Fig. 3: Hepatic neddylation deficiency promotes hepatocyte damage and excessive fetal liver reprogramming.

a Representative EBD staining and quantification of total EBD⁺ areas (n = 3 per group, *P = 0.0255); b representative TUNEL labeling and quantification of TUNEL⁺ cells (n = 5 per group, **P < 0.0001) in livers of AAV-GFP (GFP) and AAV-Cre (Cre) mice at D24 post virus injections. Scale bar: 50 µm. Unpaired t-tests, two-tailed in (a, b). c Representative Western blot in liver extracts of GFP and Cre mice at D21 and D24 post-virus injections (n = 4 per group). d Relative mRNA levels of mature hepatocyte markers and BEC/ progenitor-specific markers in livers as determined by qRT-PCR (n = 5).

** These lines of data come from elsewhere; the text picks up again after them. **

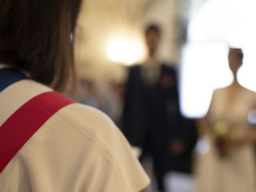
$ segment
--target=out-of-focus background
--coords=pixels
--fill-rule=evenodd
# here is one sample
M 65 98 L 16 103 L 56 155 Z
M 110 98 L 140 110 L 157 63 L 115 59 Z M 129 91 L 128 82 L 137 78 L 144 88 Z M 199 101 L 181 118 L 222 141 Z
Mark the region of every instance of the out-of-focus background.
M 154 24 L 161 30 L 155 57 L 176 71 L 181 119 L 178 128 L 186 146 L 170 159 L 166 191 L 194 190 L 195 146 L 207 148 L 202 142 L 197 145 L 195 120 L 206 114 L 213 91 L 232 82 L 229 47 L 242 49 L 238 80 L 256 91 L 256 8 L 254 0 L 83 2 L 74 39 L 80 82 L 76 99 L 104 111 L 121 130 L 129 69 L 143 64 L 148 57 L 145 29 Z M 157 191 L 152 158 L 142 162 L 152 181 L 146 191 Z

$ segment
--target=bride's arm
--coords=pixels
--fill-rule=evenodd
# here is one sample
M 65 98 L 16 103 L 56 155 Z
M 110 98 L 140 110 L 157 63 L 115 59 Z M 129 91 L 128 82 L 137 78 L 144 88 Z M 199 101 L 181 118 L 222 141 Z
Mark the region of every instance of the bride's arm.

Multiple unpaired t-tests with the Holm-Sidak method. *P < 0.05. e Representative immunofluorescence staining for HNF4a and KRT19 in liver sections. Scale bar: 50–100 µm. CV, central vein; PV, portal vein. f Representative immunofluorescence staining for Ki67 and Albumin (ALB). The numbers of Ki67⁺ (**P < 0.0001) and Ki67⁺/ALB⁺ (*P = 0.049) cells were quantified and normalized to the total numbers of DAPI-stained nuclei, respectively (n = 3 per group). Unpaired t-tests, two-tailed. All experiments in (d–f) were performed in the livers of male GFP and Cre mice at D24 post-virus injections. *P < 0.05, **P < 0.005. All quantitative data were presented as mean ± SEM. Source data are provided as a Source Data file.